Ruby this, ruby that is all we seem to hear these days. But Ruby (on rails) is all about CRUD . Create, Read, Update, Delete. All projects seem to start out like this and on the surface all you need is a framework to manipulate the data in the database. All those whizz bang demos show Ruby is brilliant at this. The reality is somewhat different. Everything we have built with Tornado to date has started out fairly simply then the clients have asked for more and more. The biggest area of complexity is security. Clients always want to lock down who can see and do what with a particular ROW in a database. To do this, the framework needs to be able to access the data and the decide on a complex set of business rules if the current user should be able to CRUD the record and even hide certain parts of the data from the user.
A recent project is for forecasting costs of construction jobs (eg bridges, roads etc worth millions of dollars). The security is simple and complex.
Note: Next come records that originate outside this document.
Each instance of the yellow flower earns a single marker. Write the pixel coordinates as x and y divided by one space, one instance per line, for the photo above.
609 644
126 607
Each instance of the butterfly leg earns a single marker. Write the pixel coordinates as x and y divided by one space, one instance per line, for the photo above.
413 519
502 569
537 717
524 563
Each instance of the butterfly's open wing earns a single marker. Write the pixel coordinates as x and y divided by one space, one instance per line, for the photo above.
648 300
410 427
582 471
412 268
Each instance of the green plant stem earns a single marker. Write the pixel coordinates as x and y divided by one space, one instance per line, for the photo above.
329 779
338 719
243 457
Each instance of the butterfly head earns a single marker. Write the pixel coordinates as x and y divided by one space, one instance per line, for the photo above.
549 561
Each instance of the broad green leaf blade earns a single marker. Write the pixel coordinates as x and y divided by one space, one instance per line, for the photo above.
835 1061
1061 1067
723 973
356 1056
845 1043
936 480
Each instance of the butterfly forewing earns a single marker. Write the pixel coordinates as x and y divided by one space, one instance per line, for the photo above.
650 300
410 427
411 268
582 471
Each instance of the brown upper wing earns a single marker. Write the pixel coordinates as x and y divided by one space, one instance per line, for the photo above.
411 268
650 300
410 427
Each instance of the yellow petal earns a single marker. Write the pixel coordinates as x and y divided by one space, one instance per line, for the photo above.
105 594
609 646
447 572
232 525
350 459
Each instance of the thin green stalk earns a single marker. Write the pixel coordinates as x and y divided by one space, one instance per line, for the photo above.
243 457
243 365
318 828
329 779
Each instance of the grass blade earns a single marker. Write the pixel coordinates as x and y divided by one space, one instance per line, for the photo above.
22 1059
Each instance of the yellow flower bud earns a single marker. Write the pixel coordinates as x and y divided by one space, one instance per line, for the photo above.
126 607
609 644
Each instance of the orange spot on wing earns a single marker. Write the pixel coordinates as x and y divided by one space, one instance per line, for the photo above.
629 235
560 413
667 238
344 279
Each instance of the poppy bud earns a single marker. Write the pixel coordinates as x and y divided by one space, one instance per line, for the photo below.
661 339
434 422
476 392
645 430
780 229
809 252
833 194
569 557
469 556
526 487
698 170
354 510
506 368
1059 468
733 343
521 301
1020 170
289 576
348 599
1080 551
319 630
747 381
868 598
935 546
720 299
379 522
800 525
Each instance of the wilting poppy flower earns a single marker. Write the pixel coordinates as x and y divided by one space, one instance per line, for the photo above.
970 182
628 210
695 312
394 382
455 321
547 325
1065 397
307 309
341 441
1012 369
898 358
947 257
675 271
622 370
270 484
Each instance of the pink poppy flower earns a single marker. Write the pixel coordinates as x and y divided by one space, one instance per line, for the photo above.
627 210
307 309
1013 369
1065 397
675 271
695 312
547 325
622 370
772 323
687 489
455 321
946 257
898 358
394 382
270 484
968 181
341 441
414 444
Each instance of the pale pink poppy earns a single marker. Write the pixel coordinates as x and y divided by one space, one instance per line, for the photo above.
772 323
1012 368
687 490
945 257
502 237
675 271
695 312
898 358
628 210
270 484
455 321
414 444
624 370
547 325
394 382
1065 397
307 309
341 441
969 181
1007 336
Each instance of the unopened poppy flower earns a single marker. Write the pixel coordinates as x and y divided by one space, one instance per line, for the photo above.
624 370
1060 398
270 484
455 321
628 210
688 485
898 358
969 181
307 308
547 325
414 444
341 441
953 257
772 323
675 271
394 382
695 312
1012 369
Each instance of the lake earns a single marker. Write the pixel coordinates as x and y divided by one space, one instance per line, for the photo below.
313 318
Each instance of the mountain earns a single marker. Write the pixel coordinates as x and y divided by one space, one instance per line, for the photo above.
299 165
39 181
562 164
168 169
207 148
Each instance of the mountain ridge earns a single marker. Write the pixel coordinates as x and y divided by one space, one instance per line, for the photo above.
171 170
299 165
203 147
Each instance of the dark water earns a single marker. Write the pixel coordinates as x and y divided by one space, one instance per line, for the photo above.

A certain group of people can create new jobs in the system and assign project managers. Those project managers can update only their projects. Area managers can view and update jobs in their area. Management can view reports for all jobs but not change any data. A plain role based security model would just be unweildly for this project. We'd need a new role for every job and with (over time) hundred of jobs in the system, very complicated to administer. Instead the framework looks at the data and decides if the current user should have access or not.
CRUD is fine, but if you are developing web apps that are true applications (rather than a simplified way of CRUDing data) Tornado is certainly worth a look.